GERMAN Chancellor Angela Merkel’s conservatives were yesterday licking their wounds after strong setbacks in state polls raised doubts about their favoured coalition’s chances of winning a looming general election.

Poll setback puts Merkel coalition on back foot

Merkel still seems assured of a second term after the September 27 election, with a double-digit lead in the polls over the rival Social Democrats (SPD), junior partners in her unwieldy “grand coalition”.

But her hopes to ditch the SPD after the general election in favour of the pro-business Free Democrats appeared to narrow after the disappointing results of three state elections held on Sunday.

The CDU posted losses in all three polls compared to their score five years ago, and lost power in two of them, according to preliminary results.

Although the SPD failed to make major gains, a jubilant foreign minister Frank-Walter Steinmeier, Merkel’s SPD challenger, saw her poor showing as a sign the centre-left still had a shot of snatching the chancellery from her.

As pollsters expected, the chancellor’s CDU held onto power in the eastern state of Saxony but will need to link up with the Free Democrats to form a ruling majority.

And it appeared to lose the state houses of neighbouring Thuringia and Saarland on the French border outright.

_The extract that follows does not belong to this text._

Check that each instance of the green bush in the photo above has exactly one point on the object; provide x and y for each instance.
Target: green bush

However, smaller parties profited from the conservatives’ losses far more than the SPD, which posted slight gains in Thuringia and Saxony and a steep drop in support in Saarland.

But in Thuringia and Saarland, the SPD will likely be able to form ruling coalitions with the Greens and the far-left Die Linke, a relatively new party made up of disgruntled Social Democrats and former East German communists.